Les vieilles légendes amérindiennes parlent de la prophétie des feus; où un jour des hommes de toutes les couleurs s’uniront pour créer une nouvelle société…et allumeraient ainsi un huitième feu , celui de la paix et du respect des cadres de vie.
Le grand Chef Seattle Bull aurait dit que le symbole de l’homme blanc reste le cadre, symbole de ce qui limite le champs d’action et dont les arêtes du temps détruisent le temps et la qualité de l’homme blanc et le rende prisonnier de ses propres valeurs…
Une nouvelle gouvernance mondiale doit voir le jour avec pour point d’ancrage central, l’environnement, cercle de vie symbole de l’unité autour duquel chaque démarche politique, sociale et culturel doit tourner.
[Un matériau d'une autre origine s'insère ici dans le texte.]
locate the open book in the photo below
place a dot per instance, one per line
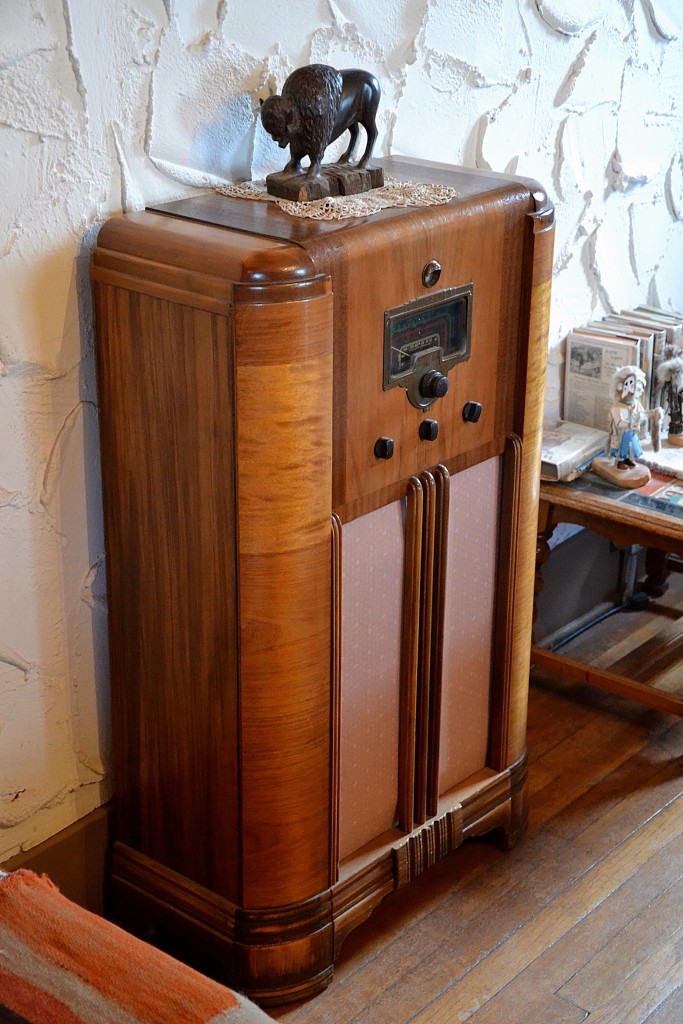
(568, 448)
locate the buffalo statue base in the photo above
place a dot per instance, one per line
(333, 179)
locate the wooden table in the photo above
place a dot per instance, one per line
(625, 517)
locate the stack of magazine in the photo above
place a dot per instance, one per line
(640, 337)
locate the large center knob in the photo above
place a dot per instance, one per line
(434, 384)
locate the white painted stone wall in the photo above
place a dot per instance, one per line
(105, 104)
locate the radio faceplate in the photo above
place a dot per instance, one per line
(423, 339)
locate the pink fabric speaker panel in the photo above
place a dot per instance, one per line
(473, 517)
(373, 555)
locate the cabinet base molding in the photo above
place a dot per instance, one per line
(282, 954)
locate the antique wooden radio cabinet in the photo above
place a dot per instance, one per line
(321, 446)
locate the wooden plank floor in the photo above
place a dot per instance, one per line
(583, 920)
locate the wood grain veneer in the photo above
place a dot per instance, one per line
(241, 390)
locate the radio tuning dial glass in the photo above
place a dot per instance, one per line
(430, 333)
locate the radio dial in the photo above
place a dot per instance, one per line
(434, 384)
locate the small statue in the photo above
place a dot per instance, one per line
(317, 104)
(669, 393)
(627, 418)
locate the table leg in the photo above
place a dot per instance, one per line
(657, 572)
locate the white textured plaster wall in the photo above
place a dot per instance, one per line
(105, 104)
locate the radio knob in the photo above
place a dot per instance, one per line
(471, 412)
(428, 430)
(384, 448)
(434, 384)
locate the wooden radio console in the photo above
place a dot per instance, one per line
(321, 449)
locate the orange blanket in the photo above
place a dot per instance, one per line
(61, 965)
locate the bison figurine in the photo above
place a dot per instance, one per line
(317, 104)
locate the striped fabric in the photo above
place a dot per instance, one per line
(61, 965)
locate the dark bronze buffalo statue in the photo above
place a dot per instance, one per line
(317, 104)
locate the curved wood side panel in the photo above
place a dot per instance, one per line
(284, 481)
(529, 428)
(166, 437)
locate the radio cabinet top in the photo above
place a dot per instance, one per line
(428, 305)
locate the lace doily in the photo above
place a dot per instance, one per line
(392, 193)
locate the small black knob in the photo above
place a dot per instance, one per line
(384, 448)
(471, 412)
(434, 384)
(431, 272)
(429, 430)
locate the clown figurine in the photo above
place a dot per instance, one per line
(627, 416)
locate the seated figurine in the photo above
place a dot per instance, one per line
(628, 417)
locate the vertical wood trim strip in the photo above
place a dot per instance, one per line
(335, 658)
(502, 677)
(425, 642)
(410, 652)
(438, 610)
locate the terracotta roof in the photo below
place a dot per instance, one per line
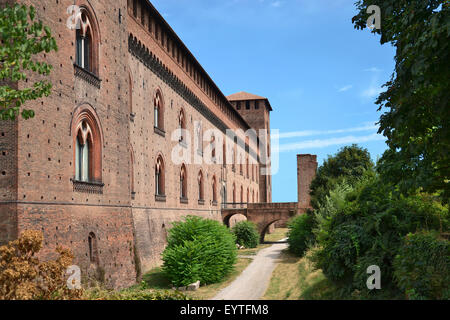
(242, 96)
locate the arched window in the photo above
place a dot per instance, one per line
(200, 186)
(82, 154)
(247, 169)
(224, 156)
(234, 193)
(182, 125)
(213, 148)
(233, 159)
(159, 177)
(183, 182)
(199, 132)
(130, 93)
(158, 106)
(241, 169)
(87, 146)
(87, 41)
(214, 188)
(93, 249)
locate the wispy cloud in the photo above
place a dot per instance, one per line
(309, 133)
(322, 143)
(373, 69)
(374, 88)
(345, 88)
(276, 4)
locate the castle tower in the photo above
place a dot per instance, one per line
(256, 112)
(306, 171)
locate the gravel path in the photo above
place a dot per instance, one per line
(252, 283)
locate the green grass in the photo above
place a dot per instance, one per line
(277, 235)
(295, 279)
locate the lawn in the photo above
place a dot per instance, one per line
(277, 235)
(155, 282)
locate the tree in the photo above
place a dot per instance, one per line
(416, 118)
(22, 38)
(349, 164)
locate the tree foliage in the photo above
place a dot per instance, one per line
(368, 228)
(22, 38)
(300, 233)
(422, 266)
(416, 118)
(24, 277)
(199, 250)
(349, 164)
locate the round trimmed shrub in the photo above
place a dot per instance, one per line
(422, 267)
(199, 250)
(246, 234)
(300, 234)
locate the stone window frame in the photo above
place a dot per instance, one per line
(201, 187)
(214, 190)
(183, 184)
(89, 26)
(93, 249)
(158, 111)
(182, 126)
(160, 174)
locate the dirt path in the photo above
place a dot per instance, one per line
(254, 280)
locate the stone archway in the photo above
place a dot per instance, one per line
(265, 228)
(227, 218)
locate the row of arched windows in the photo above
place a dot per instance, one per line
(183, 182)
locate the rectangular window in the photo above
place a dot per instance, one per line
(79, 55)
(135, 8)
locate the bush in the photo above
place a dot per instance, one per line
(368, 229)
(23, 277)
(140, 293)
(199, 249)
(422, 267)
(349, 164)
(300, 233)
(246, 234)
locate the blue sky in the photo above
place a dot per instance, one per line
(320, 74)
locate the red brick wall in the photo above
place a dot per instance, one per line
(37, 191)
(45, 155)
(306, 171)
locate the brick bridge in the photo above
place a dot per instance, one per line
(263, 215)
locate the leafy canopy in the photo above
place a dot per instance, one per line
(349, 164)
(416, 118)
(22, 38)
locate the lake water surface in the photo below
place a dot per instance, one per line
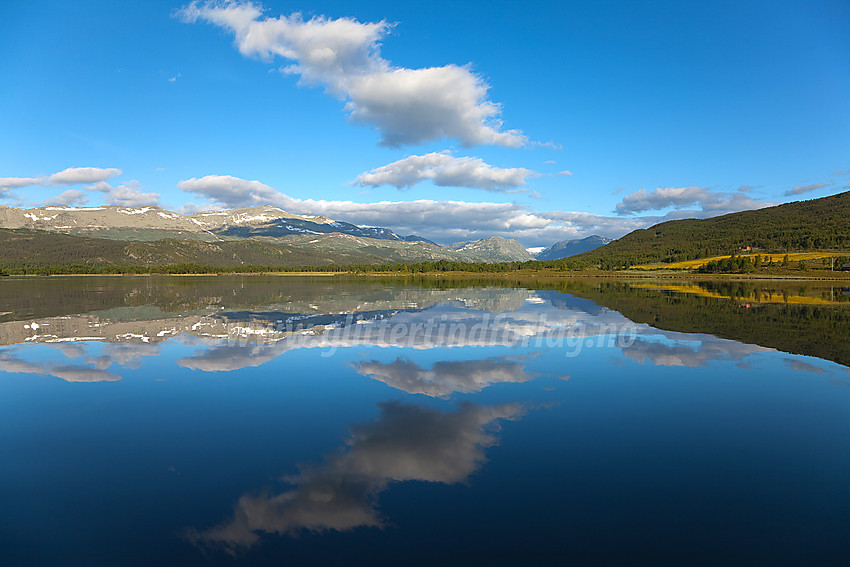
(311, 421)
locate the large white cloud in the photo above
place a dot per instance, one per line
(407, 106)
(83, 175)
(129, 194)
(445, 170)
(710, 202)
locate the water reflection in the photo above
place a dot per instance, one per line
(406, 442)
(687, 351)
(446, 377)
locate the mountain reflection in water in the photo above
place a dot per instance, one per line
(269, 420)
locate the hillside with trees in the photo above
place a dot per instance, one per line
(819, 224)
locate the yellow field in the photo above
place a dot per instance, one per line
(691, 264)
(760, 296)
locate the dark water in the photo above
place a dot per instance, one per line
(297, 421)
Une résistance par l’éducation , le respect aux autres et l’abandon des démarches hasardeuses et dangereuses sur les marchés va se mettre en place mais face à cette nouvelle peur , de nouveaux gardes -fous doivent se mettre en place pour que le basculement vers une nouvelle société éco-mixte basée sur des échanges économiques harmonieux se passe en douceur.
Plus de 70 ans aprés Jean Moulin doivent resurgir les concepts de prudence et de patience mais aussi de perséverance. A nous de former les enfants d’aujourd’hui à devenir ces hommes et femmes éco-nationaux de demain.